Боррис недоуменно переглянулся со стражем Шалси. Наверное, думает, что помрачение рассудка случилось не только у Лар-Ри.
Внезапно сознание Лар-Ри раскрылось. Не от усилий Еремея, нет, блок снял монстр.
Еремей увидел приближающееся озеро и на берегу – женщину, отбивающуюся от трех рэт-лемутов. Неужели Лар-Ри был прав? Еремей чувствовал, как страж на скаку достает из заспинных ножен меч, поднимает его над головой. Берег ближе и ближе.

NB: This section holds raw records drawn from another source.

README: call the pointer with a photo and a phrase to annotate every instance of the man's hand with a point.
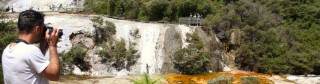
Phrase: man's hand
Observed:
(52, 71)
(53, 38)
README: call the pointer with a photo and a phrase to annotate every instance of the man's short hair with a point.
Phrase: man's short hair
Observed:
(28, 20)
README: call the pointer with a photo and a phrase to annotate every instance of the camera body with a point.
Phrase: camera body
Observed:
(60, 31)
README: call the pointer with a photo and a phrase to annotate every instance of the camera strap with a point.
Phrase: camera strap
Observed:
(21, 40)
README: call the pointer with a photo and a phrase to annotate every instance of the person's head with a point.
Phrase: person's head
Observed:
(31, 23)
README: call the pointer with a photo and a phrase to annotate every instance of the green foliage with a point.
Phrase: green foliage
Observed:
(192, 60)
(250, 80)
(145, 79)
(117, 55)
(277, 36)
(104, 29)
(222, 80)
(76, 56)
(152, 10)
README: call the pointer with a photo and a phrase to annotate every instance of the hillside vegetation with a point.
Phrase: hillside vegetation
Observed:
(277, 36)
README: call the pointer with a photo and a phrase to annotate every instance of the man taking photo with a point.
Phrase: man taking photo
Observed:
(23, 63)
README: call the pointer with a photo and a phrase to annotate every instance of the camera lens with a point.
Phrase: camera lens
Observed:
(60, 31)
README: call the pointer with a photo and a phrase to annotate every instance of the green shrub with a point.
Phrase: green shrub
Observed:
(104, 29)
(145, 79)
(222, 80)
(193, 59)
(250, 80)
(76, 56)
(116, 54)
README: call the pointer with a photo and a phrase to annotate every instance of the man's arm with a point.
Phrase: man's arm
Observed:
(52, 71)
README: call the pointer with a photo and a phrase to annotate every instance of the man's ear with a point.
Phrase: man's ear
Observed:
(37, 28)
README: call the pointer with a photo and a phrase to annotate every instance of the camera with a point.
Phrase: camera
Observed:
(60, 31)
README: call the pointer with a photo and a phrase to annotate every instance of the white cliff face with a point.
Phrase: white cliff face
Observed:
(150, 42)
(43, 5)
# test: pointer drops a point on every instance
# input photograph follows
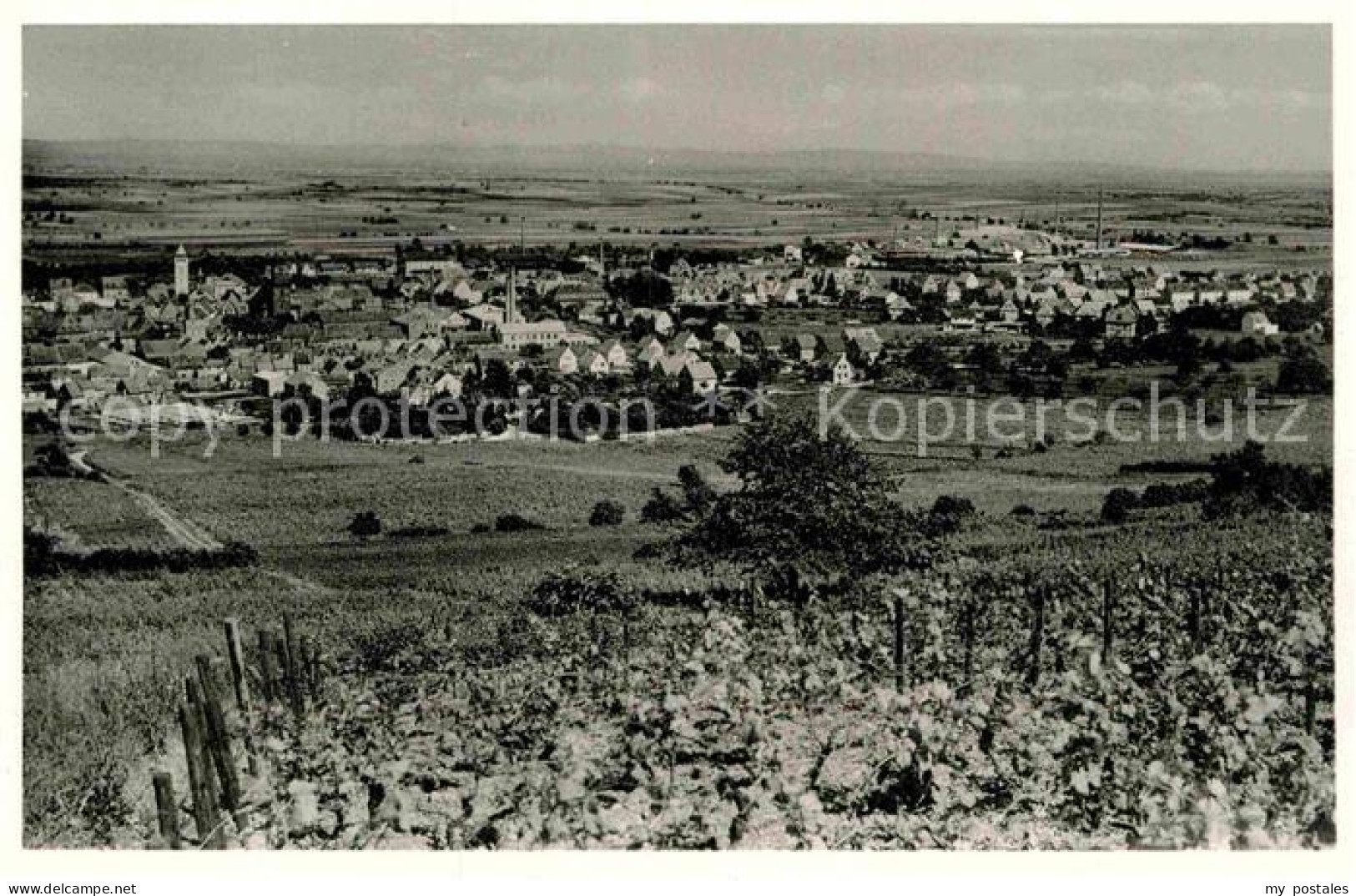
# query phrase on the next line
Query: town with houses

Вот он бьет рэт-лемута, но меч проваливается, не встретив сопротивления. Лемуты, женщина – все вдруг исчезает в яркой вспышке!
Контакт прервался.
– Всё.
– Что – всё? – Боррис недоуменно смотрел на Еремея.
– Лар-Ри заполучил Озёрный Сайрин.
До Еремея донеслась волна довольства, радости, сытости. Сайрин оповещал окрестности о том, что и ему, и его потомству достались лакомые куски.
Еремея рвало долго, до желчи, темной, тягучей. Боррис и Шалси молча стояли рядом.
Наконец, ему удалось овладеть собою.
– В путь, – пробормотал он. – В путь.
– Может, поищем Лар-Ри? – неуверенно проговорил Шалси.
– Лар-ри теперь не достать. Да, лучше бы я его убил, – сказал бесстрастно Боррис.